返事はなかった。終わりだ、と漠然と思ったそのとき、背中を物凄い力で叩かれた。思わず、息が詰まる。

「グダグダ言ってんじゃねえ! てめえの心臓は何のためにある! まだ住民がいるかもしれねえんだぞ! んなめんどくせえことは巨人の腹の中で考えろ!」
「…、!」

リヴァイがぐっと拳を握り締めた。その拳を、わたしの左胸に強く当てる。少し圧力のかかった心臓が、何事かと少し鼓動を早めた。

「…ええ、そうですね。こういうときのために、我々がいるんです」
「殊勝な発想だ。行くぞ、後に続け、ノエル!」
「ハッ!」

斬り刻み、削ぎ落とし、人を抱えて跳んで、数の減らない巨人共を掃討し続ける。わたしたちは互いの視界に互いを認め続けながら、捧げたこの心臓が尽きる前にほんの少しでも多く、人類の糧になるようにと祈らざるを得なかった。この戦いが、自分たちの存在が無意味でないことを信じたかったのだった。信じなければ、折れてしまいそうだったのだ。

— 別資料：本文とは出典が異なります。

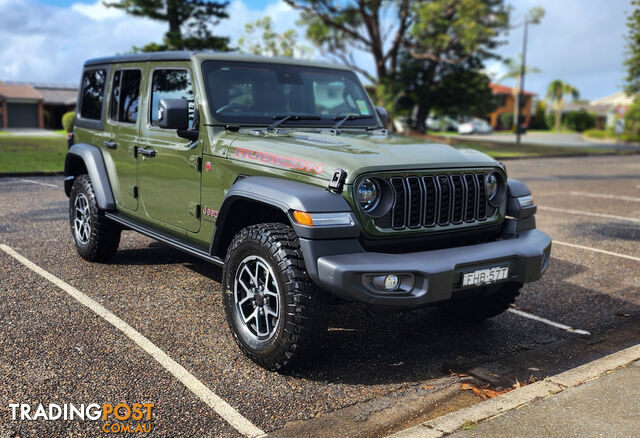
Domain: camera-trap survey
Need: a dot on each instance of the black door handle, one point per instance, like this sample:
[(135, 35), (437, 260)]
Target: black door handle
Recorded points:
[(147, 153)]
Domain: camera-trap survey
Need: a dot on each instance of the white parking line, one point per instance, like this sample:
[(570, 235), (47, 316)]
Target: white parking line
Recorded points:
[(603, 196), (37, 182), (222, 408), (587, 213), (602, 251), (548, 322)]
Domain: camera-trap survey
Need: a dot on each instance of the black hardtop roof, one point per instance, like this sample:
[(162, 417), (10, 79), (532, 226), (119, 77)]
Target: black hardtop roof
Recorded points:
[(208, 55), (180, 55)]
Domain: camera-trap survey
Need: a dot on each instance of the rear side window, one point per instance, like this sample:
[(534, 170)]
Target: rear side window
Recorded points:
[(92, 94), (170, 84), (125, 95)]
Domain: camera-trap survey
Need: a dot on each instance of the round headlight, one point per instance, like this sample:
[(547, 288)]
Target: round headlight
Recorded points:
[(368, 194), (495, 189)]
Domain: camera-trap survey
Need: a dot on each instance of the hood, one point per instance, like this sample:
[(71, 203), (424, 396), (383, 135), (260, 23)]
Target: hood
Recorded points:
[(318, 154)]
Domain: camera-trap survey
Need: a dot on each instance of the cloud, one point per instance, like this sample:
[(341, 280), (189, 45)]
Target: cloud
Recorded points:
[(45, 43), (50, 44), (577, 41)]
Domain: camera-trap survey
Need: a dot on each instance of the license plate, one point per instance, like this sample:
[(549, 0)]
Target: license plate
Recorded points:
[(485, 276)]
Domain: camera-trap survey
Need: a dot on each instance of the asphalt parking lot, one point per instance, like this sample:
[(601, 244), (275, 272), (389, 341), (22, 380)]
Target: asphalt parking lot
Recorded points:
[(376, 374)]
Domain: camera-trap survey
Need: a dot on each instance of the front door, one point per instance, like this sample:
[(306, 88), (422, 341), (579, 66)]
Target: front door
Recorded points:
[(168, 166), (122, 127)]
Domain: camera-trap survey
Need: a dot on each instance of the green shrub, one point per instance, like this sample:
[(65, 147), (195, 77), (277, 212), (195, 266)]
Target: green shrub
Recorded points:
[(550, 119), (68, 119), (632, 119), (597, 133), (579, 120), (506, 120), (539, 120)]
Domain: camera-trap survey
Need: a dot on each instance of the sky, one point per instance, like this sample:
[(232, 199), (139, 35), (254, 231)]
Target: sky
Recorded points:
[(579, 41)]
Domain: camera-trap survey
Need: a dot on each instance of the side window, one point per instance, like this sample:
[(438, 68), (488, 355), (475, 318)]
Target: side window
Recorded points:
[(125, 95), (92, 94), (170, 84)]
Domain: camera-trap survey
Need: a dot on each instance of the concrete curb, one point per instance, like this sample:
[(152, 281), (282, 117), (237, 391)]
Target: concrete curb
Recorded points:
[(449, 423)]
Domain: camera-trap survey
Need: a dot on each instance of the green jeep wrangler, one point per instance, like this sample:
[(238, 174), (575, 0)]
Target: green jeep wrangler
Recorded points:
[(282, 173)]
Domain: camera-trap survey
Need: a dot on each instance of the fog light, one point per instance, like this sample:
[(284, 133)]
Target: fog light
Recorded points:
[(391, 283)]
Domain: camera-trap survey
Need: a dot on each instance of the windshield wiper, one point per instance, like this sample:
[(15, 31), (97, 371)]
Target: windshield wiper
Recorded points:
[(282, 119), (343, 120)]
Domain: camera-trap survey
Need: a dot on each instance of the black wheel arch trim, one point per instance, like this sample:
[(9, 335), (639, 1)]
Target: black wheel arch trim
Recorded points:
[(285, 196), (93, 161)]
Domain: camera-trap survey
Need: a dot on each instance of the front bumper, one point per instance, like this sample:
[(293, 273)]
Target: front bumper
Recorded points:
[(437, 273)]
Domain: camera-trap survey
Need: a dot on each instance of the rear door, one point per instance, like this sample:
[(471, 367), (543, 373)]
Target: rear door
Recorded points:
[(168, 168), (123, 127)]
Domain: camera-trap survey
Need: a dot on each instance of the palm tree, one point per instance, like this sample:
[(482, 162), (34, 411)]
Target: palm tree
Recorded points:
[(513, 72), (556, 94)]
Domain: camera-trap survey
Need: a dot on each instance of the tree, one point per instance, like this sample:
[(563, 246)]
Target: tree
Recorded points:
[(435, 32), (261, 39), (557, 91), (189, 21), (514, 70), (455, 90), (632, 54)]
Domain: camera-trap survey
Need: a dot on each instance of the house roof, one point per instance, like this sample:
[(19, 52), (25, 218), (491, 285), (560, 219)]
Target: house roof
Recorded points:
[(58, 96), (22, 91), (619, 98), (503, 89)]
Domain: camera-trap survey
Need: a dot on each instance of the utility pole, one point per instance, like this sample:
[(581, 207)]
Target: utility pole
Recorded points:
[(523, 66)]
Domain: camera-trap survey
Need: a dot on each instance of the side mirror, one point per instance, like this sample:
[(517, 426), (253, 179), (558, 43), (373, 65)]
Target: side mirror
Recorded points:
[(383, 114), (173, 114)]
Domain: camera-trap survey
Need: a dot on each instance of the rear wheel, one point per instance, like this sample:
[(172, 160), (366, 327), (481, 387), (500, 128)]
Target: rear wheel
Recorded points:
[(277, 315), (96, 238), (491, 301)]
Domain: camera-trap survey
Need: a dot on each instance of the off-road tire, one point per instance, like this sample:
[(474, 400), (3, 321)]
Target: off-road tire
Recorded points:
[(304, 308), (104, 237), (492, 301)]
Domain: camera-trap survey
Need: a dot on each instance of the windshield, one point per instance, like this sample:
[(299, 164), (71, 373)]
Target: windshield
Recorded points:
[(252, 93)]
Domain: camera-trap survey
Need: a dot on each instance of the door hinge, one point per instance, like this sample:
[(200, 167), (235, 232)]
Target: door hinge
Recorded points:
[(194, 210)]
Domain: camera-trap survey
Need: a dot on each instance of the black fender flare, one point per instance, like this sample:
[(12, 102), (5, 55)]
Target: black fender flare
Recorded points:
[(515, 190), (286, 196), (91, 157)]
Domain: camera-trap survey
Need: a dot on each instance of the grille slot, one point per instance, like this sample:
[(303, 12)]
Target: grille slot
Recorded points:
[(441, 200), (482, 206), (398, 212), (458, 196), (415, 202)]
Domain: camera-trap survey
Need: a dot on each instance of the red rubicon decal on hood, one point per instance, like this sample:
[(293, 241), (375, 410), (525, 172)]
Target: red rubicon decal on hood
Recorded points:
[(289, 162)]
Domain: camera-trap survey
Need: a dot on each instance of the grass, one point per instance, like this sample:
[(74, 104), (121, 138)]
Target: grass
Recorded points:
[(502, 150), (32, 154)]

それからどのくらい経ったのか。ブレードの予備が少なくなってきた頃、ウォール・ローゼ側の大砲が空砲を奏でた。撤退命令だった。

「撤退!? どうして!」
「ノエル! 無事か!」

名前を呼ぶ声に振り向けば、ボロボロのエルヴィンがこちらに駆けてくるところだった。ワイヤーの巻き取り速度がかなり落ちている。装置が消耗しているのは明らかだった。エルヴィンはわたしの隣に来るなり、やや離れたところで空砲を睨むリヴァイを呼んだ。

「撤退命令だ、ローゼに入るぞ!」
「……わかった」

強く、グリップを握った。リヴァイのブレードから、短くなった刃が落ちる。最後の刃だった。ローゼに向かおうと伸ばしたワイヤーを巻き取り、跳躍しようとしたときに上手く空中に留まれず、傍にいたエルヴィンが抱えて跳んでくれた。わたしもガス欠だった。エルヴィンに抱えられながら、血痕と破壊のあとが夥しく残る町並みを眺めた。撤退する兵士を、のろのろと巨人が追う。人類は負けたのだった。小さく漏れた嗚咽が耳に届いたのか、エルヴィンの腕に込められた力が少し強くなった。